Merhaba, bugün size bir paranormal hikâye anlatacağım. Ben bir Bulgaristan Türküyüm ve bu hikâye, benim yaşamadığım ama yıllar önce ölen bir büyüğümün yaşadığı bir olayı anlatıyor. Şimdi o anlatıyormuş gibi yazacağım.

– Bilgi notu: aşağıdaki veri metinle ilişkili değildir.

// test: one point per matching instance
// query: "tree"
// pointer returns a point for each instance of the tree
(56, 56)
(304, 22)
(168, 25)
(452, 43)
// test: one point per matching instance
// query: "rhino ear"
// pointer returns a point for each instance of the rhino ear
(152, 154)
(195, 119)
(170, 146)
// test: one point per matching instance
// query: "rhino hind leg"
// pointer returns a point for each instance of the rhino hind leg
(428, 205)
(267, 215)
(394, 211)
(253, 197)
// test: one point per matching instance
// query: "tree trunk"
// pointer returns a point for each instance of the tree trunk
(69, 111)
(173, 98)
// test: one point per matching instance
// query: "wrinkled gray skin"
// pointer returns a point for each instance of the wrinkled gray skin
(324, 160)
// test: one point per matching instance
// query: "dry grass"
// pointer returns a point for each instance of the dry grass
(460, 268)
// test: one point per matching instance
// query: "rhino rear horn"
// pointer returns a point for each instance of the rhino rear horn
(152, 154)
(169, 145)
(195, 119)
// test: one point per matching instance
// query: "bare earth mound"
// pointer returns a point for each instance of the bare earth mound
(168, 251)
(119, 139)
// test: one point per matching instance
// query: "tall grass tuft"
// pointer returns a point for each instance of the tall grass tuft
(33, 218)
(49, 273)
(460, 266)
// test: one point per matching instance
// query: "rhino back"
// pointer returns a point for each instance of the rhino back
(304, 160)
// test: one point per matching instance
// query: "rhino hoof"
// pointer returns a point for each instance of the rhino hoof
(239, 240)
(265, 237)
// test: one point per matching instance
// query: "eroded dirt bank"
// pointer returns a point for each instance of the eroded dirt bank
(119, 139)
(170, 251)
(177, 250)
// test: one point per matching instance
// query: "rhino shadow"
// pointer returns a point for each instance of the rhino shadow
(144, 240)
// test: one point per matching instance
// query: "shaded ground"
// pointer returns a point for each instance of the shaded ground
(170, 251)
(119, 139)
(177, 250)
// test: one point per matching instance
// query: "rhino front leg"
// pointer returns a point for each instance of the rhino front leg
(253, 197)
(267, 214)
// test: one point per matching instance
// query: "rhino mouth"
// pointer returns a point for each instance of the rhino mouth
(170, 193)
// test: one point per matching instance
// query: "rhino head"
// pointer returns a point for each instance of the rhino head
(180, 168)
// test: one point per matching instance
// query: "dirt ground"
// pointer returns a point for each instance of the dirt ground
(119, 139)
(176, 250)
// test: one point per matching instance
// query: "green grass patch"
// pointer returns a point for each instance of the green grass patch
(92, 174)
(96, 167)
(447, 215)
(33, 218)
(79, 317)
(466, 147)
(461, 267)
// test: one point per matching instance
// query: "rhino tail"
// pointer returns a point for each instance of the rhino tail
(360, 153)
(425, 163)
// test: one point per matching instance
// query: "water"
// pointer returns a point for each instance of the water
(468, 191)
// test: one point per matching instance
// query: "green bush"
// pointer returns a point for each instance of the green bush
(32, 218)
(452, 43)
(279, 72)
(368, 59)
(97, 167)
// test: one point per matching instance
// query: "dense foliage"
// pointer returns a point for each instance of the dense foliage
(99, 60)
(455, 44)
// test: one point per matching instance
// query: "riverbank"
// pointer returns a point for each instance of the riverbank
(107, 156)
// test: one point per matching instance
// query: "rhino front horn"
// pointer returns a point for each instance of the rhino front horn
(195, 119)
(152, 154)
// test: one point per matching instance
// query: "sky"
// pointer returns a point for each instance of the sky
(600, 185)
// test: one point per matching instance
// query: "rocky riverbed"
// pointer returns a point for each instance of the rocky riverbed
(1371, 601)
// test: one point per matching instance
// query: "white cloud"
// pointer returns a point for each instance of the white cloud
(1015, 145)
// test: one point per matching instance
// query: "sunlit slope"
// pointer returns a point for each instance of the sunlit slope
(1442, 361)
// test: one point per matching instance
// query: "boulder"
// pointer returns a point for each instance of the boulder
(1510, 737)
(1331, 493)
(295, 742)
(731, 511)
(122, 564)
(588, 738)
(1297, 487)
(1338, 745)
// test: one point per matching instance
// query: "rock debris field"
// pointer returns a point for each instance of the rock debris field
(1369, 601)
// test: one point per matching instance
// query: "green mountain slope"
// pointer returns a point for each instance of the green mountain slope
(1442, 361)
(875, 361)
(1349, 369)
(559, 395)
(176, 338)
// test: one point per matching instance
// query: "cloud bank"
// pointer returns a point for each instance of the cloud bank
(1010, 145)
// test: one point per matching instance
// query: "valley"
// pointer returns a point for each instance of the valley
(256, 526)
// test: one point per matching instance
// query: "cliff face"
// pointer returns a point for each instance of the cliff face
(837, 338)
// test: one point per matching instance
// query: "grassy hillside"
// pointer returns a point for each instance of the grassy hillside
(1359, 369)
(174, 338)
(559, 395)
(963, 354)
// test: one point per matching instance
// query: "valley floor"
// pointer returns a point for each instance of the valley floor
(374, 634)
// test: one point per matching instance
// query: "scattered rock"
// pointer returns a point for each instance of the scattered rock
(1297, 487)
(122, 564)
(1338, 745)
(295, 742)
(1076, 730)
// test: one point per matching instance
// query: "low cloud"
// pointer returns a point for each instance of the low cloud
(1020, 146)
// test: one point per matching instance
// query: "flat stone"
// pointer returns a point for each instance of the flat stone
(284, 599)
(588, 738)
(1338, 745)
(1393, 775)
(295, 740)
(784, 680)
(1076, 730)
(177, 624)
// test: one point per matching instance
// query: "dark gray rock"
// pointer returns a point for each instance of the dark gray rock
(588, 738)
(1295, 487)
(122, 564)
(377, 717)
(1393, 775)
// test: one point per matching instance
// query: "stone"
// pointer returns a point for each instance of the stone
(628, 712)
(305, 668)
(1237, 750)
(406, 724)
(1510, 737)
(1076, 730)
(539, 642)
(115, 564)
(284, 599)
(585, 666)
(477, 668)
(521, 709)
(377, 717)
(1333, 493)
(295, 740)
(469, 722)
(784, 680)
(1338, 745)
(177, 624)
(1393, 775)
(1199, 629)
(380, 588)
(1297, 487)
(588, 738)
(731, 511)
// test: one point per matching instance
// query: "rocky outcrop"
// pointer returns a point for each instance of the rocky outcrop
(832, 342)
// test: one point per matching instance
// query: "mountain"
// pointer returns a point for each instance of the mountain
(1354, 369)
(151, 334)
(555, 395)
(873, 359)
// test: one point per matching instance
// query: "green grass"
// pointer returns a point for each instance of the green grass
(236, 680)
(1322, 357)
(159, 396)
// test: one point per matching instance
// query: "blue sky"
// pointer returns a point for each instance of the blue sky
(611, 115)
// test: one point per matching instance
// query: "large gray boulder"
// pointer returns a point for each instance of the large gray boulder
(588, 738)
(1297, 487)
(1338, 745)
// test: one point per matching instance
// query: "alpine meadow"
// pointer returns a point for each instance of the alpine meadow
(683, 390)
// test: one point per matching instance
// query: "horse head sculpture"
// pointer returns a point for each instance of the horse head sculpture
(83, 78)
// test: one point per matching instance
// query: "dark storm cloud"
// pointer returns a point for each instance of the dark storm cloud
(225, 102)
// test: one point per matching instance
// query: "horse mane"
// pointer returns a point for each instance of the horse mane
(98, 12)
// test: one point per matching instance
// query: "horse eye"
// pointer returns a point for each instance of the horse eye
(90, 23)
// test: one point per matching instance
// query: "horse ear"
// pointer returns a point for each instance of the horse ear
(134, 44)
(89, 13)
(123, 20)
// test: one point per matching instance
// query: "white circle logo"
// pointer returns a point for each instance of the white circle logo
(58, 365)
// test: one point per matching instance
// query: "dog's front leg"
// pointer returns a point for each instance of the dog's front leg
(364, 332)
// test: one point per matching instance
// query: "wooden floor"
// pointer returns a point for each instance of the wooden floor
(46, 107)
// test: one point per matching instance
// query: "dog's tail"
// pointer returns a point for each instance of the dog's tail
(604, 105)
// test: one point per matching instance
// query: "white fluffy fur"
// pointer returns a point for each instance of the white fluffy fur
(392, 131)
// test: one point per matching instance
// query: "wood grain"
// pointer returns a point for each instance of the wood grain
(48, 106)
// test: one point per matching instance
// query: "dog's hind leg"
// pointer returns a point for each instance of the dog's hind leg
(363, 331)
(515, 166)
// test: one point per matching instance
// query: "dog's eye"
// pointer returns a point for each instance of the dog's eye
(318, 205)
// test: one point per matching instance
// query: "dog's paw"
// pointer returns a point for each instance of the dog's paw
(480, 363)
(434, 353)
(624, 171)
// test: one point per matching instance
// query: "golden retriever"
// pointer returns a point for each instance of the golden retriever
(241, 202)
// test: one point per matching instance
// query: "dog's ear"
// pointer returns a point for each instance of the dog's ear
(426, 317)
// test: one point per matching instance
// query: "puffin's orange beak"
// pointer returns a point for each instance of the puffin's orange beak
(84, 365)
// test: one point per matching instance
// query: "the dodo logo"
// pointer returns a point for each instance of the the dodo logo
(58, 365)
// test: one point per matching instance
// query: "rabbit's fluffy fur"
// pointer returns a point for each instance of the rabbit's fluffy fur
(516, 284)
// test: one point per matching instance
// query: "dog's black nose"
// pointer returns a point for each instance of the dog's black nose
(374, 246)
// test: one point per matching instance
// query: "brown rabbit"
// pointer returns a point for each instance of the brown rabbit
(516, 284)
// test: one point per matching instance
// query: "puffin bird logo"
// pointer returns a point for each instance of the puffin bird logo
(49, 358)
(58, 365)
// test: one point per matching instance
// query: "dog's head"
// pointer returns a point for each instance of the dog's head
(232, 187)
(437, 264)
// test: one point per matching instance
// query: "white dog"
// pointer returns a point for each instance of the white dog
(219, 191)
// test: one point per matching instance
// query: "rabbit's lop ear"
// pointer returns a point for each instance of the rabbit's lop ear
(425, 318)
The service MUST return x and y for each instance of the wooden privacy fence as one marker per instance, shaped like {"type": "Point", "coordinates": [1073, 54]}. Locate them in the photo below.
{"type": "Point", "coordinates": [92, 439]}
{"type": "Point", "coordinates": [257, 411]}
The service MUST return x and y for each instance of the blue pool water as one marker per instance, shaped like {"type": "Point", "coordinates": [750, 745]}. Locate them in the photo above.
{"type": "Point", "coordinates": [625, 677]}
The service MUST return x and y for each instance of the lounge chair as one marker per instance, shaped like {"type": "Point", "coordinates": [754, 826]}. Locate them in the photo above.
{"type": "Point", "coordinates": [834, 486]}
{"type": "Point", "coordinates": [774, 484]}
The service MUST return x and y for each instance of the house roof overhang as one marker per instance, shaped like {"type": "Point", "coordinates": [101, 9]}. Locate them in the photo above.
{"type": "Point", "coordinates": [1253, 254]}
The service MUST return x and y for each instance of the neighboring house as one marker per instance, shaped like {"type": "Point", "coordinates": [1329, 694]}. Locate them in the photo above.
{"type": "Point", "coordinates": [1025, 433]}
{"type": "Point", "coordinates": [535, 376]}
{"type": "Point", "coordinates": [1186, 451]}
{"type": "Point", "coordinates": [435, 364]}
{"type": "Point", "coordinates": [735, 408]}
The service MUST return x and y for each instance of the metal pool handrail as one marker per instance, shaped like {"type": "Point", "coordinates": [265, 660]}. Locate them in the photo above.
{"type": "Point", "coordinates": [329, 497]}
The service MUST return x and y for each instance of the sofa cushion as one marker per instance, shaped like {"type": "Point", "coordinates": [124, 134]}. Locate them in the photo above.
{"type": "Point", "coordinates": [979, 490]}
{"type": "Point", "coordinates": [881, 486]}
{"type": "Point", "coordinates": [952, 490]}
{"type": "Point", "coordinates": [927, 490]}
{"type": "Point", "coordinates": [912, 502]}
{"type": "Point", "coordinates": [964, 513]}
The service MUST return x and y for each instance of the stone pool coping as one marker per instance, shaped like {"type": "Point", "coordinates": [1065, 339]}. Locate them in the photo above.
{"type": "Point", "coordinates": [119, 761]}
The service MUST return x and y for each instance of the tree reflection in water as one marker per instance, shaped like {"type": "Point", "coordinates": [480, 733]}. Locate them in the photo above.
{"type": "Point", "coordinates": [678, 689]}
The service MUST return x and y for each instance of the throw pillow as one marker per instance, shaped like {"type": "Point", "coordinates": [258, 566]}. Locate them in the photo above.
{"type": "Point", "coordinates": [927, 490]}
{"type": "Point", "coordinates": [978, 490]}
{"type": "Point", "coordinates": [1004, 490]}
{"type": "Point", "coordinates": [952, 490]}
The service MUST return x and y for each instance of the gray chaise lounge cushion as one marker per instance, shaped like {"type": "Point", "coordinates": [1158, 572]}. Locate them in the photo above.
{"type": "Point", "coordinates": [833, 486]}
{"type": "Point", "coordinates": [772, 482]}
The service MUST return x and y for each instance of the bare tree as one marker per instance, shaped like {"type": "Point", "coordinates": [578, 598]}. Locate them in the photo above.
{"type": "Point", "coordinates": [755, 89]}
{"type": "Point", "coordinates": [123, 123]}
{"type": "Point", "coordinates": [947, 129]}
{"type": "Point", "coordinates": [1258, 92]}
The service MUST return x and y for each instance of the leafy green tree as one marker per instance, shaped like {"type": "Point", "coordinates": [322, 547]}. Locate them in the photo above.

Saat gece 3-4 civarıydı. Cumayanı (Fotinvo)’ndan dönüyordum. Cumayanı ile köyüm Ayvacık (Dyulitsa) arası biraz uzun mesafededir. Yol akşamları ıssız olurdu; kurtlar ve domuzlar yola inerdi. Ama o akşam hiç kurt uluması veya domuz sesi duymamıştım. Sessizlik çok baskındı. Köye doğru koşar adımlarla yürüyordum.
Bir anda arkadan bir taş geldi. Arkama döndüm, sürü halinde şerli varlıklar beni kovalıyordu. Ne yapsam kaçamıyordum. İyice hızlanmaya başladım; onlar da hızlanmaya başladı. Aynı zamanda beni arkadan taşlıyorlardı. Taşlar, normalden daha fazla acıtıyordu. Saatlerce beni kovaladılar.
En sonunda sabah ezanı okundu. Ben de köyüme çok yakın olan Çingene köyüne girdim koşarak. Sağ olsunlar, beni evlerinde ağırladılar. O akşam korkudan orada kaldım. Sabah kalktığımda yüzüm acayip bir şekilde şişmişti. Yüzümün her tarafı uçuklamıştı. Sonra köyüme gittim. Bir daha da böyle bir olay yaşamadım, ama hala korkuyorum.